Autrefois, à Corvay, dans les Ardennes, lorsque les laveuses n'étaient que trois ou quatre à laver au ruisseau, situé au fond d'un bois, elles entendaient des cris étranges, et parmi eux ceux-ci: O Couzietti! qui se rapprochaient peu à peu; les arbres tremblaient, et elles apercevaient de tout petits nains, nus, grimaçants, qui s'approchaient par bandes du ruisseau. Elles s'enfuyaient au village, abandonnant le linge; lorsqu'elles revenaient en nombre, les nains et le linge avaient disparu.

La croyance aux lavandières de nuit est très répandue en France; souvent elles accomplissent une pénitence pour expier un crime commis pendant leur vie. En Berry, ce sont les mères dénaturées qui ont tué leur enfant et sont après leur mort condamnées à laver jusqu'au jugement dernier le cadavre de leur victime. En Ille-et-Vilaine, ce sont aussi des infanticides, ou bien des femmes qui ont lavé le dimanche. Celles-ci viennent, la plupart du temps invisibles, au doué, à l'heure même, du jour ou de la nuit, où elles ont violé le repos dominical. En Basse-Bretagne, les lavandières de nuit sont celles qui, de leur vivant, ont trop économisé le savon. Dans quelques parties de la Haute-Bretagne, la femme à laquelle on n'a pas mis un suaire propre, revient le laver toutes les nuits. En Berry, ce que lavent ces maudites, ce ne sont pas, comme ailleurs, des linceuls: c'est une espèce de vapeur d'une couleur livide, d'une transparence terne qui rappelle celle de l'opale. Cela semble prendre quelque apparence de forme humaine et l'on jurerait que cela pleure. On pense que ce sont des âmes d'enfants trépassés sans baptême ou d'adultes morts avant d'avoir reçu le sacrement de confirmation; elles s'acquittent de leur besogne avec une sorte d'acharnement, presque toujours en silence; quelquefois, mais assez rarement, elles font entendre un chant sourd et monotone, triste comme un De Profundis (p. 17).

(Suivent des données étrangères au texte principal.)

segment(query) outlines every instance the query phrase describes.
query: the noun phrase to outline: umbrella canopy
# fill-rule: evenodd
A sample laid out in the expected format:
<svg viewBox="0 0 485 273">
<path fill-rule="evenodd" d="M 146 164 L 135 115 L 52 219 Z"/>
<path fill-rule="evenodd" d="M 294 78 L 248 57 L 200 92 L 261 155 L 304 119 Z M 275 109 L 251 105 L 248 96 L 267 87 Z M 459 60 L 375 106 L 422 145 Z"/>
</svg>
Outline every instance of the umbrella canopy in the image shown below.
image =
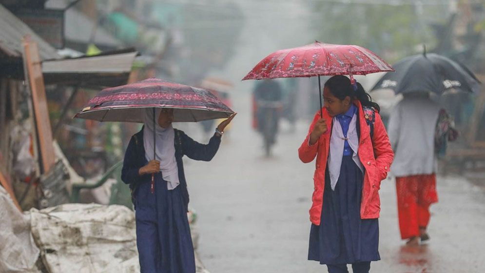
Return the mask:
<svg viewBox="0 0 485 273">
<path fill-rule="evenodd" d="M 75 117 L 143 123 L 143 108 L 154 107 L 173 108 L 174 122 L 228 117 L 234 113 L 205 89 L 149 78 L 101 90 Z"/>
<path fill-rule="evenodd" d="M 375 53 L 358 45 L 314 43 L 272 53 L 260 61 L 246 76 L 245 79 L 318 76 L 320 117 L 322 87 L 320 76 L 348 75 L 352 84 L 352 75 L 394 71 L 388 63 Z"/>
<path fill-rule="evenodd" d="M 466 67 L 434 53 L 405 58 L 394 66 L 395 73 L 387 73 L 372 90 L 388 88 L 396 94 L 433 92 L 441 95 L 450 89 L 474 92 L 480 81 Z"/>
<path fill-rule="evenodd" d="M 324 75 L 351 76 L 393 71 L 392 67 L 380 57 L 361 46 L 316 41 L 270 54 L 256 65 L 243 80 Z"/>
</svg>

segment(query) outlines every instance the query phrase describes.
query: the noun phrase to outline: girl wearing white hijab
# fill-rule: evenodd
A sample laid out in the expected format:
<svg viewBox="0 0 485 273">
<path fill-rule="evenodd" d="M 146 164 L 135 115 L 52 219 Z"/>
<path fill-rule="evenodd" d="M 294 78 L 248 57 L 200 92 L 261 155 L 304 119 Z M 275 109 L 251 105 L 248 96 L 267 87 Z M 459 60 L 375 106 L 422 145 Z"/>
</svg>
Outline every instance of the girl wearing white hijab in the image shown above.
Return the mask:
<svg viewBox="0 0 485 273">
<path fill-rule="evenodd" d="M 144 126 L 130 141 L 121 173 L 132 191 L 140 271 L 195 273 L 182 158 L 210 161 L 235 114 L 219 124 L 208 144 L 202 144 L 172 127 L 173 109 L 156 109 L 155 125 L 153 108 L 145 111 Z"/>
</svg>

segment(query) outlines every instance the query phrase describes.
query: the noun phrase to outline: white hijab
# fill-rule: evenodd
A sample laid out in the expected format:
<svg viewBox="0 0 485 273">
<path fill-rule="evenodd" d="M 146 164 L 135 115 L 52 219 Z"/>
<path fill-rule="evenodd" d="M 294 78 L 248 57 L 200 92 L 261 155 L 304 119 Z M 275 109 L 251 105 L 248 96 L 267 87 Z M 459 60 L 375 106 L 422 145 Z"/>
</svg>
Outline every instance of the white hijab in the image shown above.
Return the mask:
<svg viewBox="0 0 485 273">
<path fill-rule="evenodd" d="M 156 147 L 154 145 L 153 108 L 144 109 L 145 128 L 143 130 L 143 146 L 145 147 L 145 157 L 147 160 L 153 158 L 154 149 L 155 149 L 156 160 L 160 161 L 160 170 L 164 180 L 168 182 L 167 188 L 169 190 L 175 189 L 180 183 L 178 180 L 178 167 L 175 158 L 175 131 L 171 125 L 164 128 L 158 125 L 158 117 L 162 111 L 161 108 L 155 110 L 155 137 Z"/>
</svg>

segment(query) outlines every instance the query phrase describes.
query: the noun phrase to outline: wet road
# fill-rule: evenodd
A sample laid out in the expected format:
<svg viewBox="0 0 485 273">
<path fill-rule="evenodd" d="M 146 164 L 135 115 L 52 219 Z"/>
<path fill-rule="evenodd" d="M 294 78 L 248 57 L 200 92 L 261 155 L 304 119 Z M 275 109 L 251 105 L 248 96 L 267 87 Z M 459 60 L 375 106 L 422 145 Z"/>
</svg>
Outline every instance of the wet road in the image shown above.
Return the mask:
<svg viewBox="0 0 485 273">
<path fill-rule="evenodd" d="M 249 101 L 238 103 L 236 109 L 249 109 Z M 199 216 L 199 252 L 211 273 L 327 272 L 307 260 L 314 165 L 301 163 L 297 150 L 309 122 L 280 134 L 274 156 L 265 158 L 249 114 L 242 112 L 212 161 L 186 162 L 191 204 Z M 196 125 L 189 127 L 194 138 L 203 139 L 193 130 Z M 394 182 L 383 182 L 382 260 L 372 263 L 371 272 L 483 271 L 485 194 L 459 177 L 439 177 L 438 184 L 430 242 L 406 247 L 399 234 Z"/>
</svg>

Dans l'Yonne, on entendait aussi le bruit des battoirs des lavandières de nuit. D'après la légende que Souvestre a rapportée dans le Foyer breton, en frappant les draps mortuaires, elles chantent:

Si chrétien ne vient nous sauver
Jusqu'au jugement faut laver.
Au clair de la lune, au bruit du vent.
Sous la neige le linceul blanc.

Paul Féval, dans les Dernières Fées, met dans leur bouche ce couplet:

Tords la guenille.
Tords,
Le suaire des épouses des morts.

Si on a le courage de faire le signe de la croix, elles s'évanouissent. Souvent elles demandent qu'on leur aide à tordre leur linge. Lorsqu'on a eu l'imprudence de répondre à leur invitation, il faut avoir soin de tordre du même coté qu'elles, sinon on est brisé.

Il y a certains lavoirs qui sont surtout hantés; je n'ai pas besoin de dire qu'ils sont dans des endroits isolés et où le paysage prête au fantastique; une lavandière de Dinan, passant auprès d'un doué, souleva le paquet d'une laveuse, et s'aperçut qu'elle avait une tête de mort; au même doué, un homme fut frappé au visage avec le linge qu'il avait aidé à tordre à une lavandière-fantôme: quelquefois ces laveuses disaient aux passants: Suivez votre route, je fais ce qui m'est ordonné!

Il y a aussi des lavandières de nuit, d'un caractère très nettement malfaisant, qui pénètrent dans les maisons. Une femme de Plougastel-Daoulas était allée à la nuit close, un samedi, laver son linge et celui de son mari; elle vit arriver une grande femme mince portant sur la tête un énorme paquet de draps, qui après lui avoir reproché d'avoir pris sa place, lui dit de retourner à la maison et qu'elle ne tarderait pas à lui rapporter son linge tout lavé. Elle raconte son aventure à son mari, qui lui dit qu'elle a rencontré une Maouès noz ou femme de nuit; par son conseil, elle suspend le trépied à sa place, balaie la maison, met le balai la tête en bas dans un coin, se lave les pieds, en jette l'eau sur le seuil de la porte et se couche. Le fantôme ne tarde pas à arriver et à demander l'entrée de la maison: comme on ne lui répond pas, elle ordonne au trépied de lui ouvrir.—Je ne puis, répond le trépied, je suis suspendu à mon clou.—Viens alors, toi, balai.—Je ne puis, on m'a mis la tête en bas.—Viens alors, toi, eau des pieds.—Regarde-moi, je ne suis plus que quelques éclaboussures sur le seuil de la porte.» La femme de nuit s'éloigne alors en grondant.

[Illustration: Lavandière de nuit en Berry, d'après Maurice Sand (Illustration, 1852).]